Su principio fundamental se basa en la Ley de Henry y la Ley de Dalton de las Presiones Parciales: cuando el agua se calienta a la temperatura de saturación a la presión de trabajo, la presión parcial del vapor de agua se acerca a la presión total del sistema, mientras que la presión parcial del oxígeno tiende a cero, y el oxígeno disuelto escapa entonces del agua. Los tipos comunes incluyen desgasificadores atmosféricos y a presión.

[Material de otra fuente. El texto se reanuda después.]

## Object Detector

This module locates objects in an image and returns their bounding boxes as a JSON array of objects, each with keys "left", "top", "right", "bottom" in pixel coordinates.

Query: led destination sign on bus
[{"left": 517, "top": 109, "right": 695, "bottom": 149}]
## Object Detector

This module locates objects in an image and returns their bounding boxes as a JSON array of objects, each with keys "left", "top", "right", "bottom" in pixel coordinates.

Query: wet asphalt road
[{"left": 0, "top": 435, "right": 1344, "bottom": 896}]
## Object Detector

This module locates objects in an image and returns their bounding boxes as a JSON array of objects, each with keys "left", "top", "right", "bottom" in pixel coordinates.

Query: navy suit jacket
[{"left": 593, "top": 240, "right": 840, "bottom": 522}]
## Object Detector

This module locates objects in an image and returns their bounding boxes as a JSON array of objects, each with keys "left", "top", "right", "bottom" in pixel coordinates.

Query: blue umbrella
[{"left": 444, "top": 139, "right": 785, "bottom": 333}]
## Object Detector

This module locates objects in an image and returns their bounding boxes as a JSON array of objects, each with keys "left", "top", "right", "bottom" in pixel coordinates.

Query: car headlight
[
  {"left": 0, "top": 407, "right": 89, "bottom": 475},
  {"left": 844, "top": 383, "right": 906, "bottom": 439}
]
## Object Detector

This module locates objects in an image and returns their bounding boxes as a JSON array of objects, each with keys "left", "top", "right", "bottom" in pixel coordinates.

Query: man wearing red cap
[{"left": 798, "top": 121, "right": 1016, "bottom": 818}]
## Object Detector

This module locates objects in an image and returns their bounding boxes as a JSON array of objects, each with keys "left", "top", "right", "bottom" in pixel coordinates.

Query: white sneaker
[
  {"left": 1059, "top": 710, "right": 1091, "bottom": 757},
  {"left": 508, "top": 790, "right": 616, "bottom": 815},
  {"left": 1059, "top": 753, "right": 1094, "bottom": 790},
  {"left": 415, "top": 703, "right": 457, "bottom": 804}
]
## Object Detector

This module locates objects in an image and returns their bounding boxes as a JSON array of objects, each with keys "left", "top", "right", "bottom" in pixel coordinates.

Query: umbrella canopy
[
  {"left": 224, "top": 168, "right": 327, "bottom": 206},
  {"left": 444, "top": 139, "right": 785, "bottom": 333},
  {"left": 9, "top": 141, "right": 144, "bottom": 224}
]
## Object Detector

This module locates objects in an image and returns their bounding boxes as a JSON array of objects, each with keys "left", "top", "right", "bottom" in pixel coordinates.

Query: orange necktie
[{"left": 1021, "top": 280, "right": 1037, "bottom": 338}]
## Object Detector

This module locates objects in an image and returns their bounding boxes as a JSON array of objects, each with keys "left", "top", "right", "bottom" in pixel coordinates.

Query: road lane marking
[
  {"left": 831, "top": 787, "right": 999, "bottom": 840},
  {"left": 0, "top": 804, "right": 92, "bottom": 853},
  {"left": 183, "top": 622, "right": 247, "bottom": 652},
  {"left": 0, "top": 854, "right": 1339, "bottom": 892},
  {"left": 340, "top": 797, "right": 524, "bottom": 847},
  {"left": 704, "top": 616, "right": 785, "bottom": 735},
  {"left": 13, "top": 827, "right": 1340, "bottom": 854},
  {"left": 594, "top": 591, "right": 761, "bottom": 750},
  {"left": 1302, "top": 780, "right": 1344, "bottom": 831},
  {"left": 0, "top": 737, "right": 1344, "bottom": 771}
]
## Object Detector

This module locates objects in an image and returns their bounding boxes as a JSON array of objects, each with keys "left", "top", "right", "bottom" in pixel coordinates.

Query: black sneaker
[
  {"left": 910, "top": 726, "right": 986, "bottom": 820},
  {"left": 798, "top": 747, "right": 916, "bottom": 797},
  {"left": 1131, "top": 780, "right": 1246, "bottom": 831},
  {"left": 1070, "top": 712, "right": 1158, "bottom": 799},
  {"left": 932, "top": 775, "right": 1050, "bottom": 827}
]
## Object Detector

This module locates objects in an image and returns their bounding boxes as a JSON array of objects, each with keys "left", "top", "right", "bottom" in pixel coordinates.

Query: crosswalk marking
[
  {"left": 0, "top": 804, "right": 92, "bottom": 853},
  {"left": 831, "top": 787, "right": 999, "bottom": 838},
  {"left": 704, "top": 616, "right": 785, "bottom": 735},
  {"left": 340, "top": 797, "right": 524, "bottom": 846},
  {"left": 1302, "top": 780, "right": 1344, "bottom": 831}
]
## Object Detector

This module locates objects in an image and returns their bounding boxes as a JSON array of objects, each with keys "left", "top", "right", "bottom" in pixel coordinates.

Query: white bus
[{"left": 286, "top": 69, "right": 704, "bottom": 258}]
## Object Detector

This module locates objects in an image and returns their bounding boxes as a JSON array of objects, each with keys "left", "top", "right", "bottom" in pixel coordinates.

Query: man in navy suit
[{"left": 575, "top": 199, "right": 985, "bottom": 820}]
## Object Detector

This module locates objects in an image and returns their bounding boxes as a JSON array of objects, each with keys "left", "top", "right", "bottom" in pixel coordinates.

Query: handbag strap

El desaireador de tipo película es un representante muy eficiente, que utiliza un grupo de desaireación con boquillas de pulverización y una estructura de malla líquido-gas. Mejora la eficiencia de la transferencia de calor a través de películas de agua turbulentas, capaz de reducir el contenido de oxígeno disuelto en el agua a niveles extremadamente bajos (tipo de baja presión ≤10μg/L, tipo de alta presión ≤5μg/L). El equipo opera de manera estable, tiene una gran adaptabilidad y presenta un bajo consumo de vapor y energía.